オペラ指揮者&コレペティトア・宮嶋秀郎がコレペティについて語るブログ

ルサルカ登場人物~水の精

ルサルカに出て来る重要役の水の精、チェコ語ではVodník(ヴォドゥニーク)。バスかバリトンが歌う渋い役で、物語全体の進行役的要素を持つ、ある意味主役以上に主役です。水の精という響きからすると日本人的には美しい妖精的なイメージがあるかと思いますが、確かに種類的にはそれで間違えありませんが、このオペラの場合のこの役では、水の精の中の長老として登場するため、バスやバリトンで歌われております。そもそもルサルカというオペラ自体が基本的に水の精の世界の話。主役ルサルカはその世界の若い女性、その世界の長老がここで言うVodníkというわけです。風貌的には全身緑色、これは藻のイメージだと思われます。川や湖の底に長年ある石が藻で覆われて緑色であるように、長老のVodníkも緑色というわけです!

チェコ人から聞いた話ですが、Vodníkとは恐ろしい存在のようです。川や湖に船で繰り出すと、水の中から現れてさらわれる(引きずり込まれる)、そんな恐怖感を持っているらしいです。日本に無理やり例えると河童?しかし河童の方が何となく間抜けなイメージが加わっているように思いますが…。決してVodníkは皿をかぶっていません(笑)

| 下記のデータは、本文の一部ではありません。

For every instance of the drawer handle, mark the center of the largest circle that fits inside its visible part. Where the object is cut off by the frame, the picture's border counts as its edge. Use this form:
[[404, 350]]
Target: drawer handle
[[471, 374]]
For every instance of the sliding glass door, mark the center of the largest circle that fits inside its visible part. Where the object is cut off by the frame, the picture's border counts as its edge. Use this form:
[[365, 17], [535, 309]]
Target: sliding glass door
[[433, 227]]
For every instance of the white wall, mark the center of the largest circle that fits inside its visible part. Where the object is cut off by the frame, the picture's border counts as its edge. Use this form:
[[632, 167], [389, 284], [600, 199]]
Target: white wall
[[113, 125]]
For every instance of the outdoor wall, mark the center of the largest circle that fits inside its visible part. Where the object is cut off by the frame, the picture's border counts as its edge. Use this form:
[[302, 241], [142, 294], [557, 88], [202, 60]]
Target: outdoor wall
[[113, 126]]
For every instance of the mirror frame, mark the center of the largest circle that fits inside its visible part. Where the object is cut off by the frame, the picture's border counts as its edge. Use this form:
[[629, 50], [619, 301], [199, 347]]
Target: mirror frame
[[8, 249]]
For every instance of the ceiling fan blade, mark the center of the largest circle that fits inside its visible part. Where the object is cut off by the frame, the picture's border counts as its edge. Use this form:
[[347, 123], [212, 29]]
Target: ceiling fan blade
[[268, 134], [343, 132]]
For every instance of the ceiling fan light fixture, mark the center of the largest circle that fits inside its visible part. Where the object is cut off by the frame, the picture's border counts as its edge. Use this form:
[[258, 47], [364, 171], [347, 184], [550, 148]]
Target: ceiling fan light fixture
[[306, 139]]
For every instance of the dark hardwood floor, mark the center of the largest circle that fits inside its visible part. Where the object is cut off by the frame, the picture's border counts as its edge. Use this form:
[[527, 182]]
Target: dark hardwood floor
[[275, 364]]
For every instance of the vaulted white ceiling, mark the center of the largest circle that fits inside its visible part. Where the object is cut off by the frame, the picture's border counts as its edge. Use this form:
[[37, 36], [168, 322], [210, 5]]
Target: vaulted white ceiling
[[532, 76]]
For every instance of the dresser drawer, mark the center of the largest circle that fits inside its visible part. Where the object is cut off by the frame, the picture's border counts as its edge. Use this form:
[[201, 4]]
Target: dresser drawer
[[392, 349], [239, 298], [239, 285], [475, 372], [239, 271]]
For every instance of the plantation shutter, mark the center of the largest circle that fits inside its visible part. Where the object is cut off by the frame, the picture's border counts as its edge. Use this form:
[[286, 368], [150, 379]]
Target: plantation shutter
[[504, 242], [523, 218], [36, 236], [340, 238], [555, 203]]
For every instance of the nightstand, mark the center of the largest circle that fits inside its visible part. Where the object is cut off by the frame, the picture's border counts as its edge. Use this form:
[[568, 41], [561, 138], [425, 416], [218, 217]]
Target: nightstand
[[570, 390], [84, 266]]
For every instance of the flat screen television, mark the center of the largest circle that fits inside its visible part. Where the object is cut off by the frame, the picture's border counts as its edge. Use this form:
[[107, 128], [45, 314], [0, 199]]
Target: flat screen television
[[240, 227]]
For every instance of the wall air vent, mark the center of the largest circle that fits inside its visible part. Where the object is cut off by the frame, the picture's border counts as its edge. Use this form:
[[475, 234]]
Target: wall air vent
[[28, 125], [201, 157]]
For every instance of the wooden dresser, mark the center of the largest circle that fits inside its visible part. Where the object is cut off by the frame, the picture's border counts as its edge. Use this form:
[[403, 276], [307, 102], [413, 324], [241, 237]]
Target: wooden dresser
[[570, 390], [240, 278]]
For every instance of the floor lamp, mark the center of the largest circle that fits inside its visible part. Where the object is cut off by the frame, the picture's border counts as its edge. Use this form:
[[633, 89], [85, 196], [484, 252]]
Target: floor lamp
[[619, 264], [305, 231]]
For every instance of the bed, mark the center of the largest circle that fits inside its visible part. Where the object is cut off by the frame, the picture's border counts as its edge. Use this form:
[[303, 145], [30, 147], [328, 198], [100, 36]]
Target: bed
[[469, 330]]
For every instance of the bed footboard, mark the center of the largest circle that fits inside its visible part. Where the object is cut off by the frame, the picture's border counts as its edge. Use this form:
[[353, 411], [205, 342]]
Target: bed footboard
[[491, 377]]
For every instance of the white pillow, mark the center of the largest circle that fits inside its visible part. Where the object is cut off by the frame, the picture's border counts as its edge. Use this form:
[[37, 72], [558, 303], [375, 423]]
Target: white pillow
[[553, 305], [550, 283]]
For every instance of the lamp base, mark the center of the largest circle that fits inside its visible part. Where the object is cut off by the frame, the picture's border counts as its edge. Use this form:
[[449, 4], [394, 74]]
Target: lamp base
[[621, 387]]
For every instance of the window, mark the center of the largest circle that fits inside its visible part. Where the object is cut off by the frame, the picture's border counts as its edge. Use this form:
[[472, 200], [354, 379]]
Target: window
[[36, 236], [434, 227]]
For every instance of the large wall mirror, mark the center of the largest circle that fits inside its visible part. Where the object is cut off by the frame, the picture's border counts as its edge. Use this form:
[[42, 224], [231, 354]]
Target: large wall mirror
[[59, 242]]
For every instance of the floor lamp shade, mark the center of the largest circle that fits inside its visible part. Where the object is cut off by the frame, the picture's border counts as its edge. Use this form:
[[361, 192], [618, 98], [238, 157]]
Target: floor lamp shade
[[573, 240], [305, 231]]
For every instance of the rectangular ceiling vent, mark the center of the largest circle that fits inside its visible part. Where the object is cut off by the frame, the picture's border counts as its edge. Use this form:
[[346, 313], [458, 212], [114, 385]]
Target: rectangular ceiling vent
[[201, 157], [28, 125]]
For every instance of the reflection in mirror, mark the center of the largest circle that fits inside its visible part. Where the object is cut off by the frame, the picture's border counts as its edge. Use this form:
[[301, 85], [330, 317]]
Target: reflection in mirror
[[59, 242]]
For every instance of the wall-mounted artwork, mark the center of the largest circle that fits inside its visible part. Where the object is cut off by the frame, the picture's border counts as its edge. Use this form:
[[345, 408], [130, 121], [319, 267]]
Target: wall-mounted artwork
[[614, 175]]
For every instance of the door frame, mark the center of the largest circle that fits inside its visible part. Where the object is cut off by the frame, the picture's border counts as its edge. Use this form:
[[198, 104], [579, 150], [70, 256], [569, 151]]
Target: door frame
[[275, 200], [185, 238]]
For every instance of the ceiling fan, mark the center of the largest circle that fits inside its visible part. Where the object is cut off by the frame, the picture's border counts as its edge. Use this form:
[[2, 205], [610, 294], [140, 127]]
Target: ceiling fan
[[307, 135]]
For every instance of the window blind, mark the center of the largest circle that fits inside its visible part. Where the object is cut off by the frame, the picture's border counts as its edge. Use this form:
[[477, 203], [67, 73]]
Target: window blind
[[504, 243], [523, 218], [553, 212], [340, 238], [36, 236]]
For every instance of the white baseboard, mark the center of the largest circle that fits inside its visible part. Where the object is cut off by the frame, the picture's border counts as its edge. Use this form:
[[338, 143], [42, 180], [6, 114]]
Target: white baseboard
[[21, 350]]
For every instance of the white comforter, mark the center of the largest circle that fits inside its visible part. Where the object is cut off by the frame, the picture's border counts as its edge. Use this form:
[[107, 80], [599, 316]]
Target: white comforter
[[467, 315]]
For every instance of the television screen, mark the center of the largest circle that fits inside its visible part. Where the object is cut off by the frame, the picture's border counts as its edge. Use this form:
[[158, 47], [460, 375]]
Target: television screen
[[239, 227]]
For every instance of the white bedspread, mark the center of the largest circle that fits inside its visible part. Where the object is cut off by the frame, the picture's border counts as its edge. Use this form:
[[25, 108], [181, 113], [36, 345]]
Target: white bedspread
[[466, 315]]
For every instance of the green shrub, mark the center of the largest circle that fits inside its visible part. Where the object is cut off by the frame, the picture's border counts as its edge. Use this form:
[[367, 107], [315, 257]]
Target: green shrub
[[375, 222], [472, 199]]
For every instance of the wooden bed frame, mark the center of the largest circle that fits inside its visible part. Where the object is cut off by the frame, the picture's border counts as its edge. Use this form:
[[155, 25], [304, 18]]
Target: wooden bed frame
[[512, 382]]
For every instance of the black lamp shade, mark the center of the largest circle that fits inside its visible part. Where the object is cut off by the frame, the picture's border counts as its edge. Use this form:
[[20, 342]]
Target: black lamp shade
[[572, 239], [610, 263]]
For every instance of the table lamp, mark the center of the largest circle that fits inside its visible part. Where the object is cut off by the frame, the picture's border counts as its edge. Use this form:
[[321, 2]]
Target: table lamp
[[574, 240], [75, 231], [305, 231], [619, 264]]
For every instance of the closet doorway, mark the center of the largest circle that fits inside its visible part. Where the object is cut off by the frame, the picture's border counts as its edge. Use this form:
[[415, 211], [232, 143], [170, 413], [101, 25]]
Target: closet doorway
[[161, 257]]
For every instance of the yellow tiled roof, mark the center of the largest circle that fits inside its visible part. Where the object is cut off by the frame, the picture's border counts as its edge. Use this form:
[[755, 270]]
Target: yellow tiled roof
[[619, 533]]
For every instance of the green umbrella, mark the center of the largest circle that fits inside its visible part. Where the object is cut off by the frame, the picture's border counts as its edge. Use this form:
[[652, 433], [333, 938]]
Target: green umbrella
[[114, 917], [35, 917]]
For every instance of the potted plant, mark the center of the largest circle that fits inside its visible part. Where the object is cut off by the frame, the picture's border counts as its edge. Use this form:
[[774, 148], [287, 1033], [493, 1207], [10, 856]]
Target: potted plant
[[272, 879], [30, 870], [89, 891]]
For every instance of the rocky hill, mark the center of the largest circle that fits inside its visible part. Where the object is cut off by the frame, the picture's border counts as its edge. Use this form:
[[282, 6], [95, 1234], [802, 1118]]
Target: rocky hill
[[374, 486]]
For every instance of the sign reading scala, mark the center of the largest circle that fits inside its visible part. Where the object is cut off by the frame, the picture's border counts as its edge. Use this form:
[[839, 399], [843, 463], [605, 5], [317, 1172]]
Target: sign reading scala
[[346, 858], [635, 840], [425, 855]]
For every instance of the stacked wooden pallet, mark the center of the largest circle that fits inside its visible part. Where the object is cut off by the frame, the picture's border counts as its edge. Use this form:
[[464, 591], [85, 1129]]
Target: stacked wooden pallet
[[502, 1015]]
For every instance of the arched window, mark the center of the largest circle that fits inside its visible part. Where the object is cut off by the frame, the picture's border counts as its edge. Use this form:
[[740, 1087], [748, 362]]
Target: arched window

写真は、オペラのルサルカでVodníkを歌うEdurard Hakenという歌手の写真。彼は往年の名Vodník歌いだそうで、自分も敬愛しておりますwこの写真のルサルカのCDもDVDも出ております、お勧めです♪続いて、チェコでの基本的なVodníkのイメージらしい写真、キャラクター的に表現されたVodník人形です。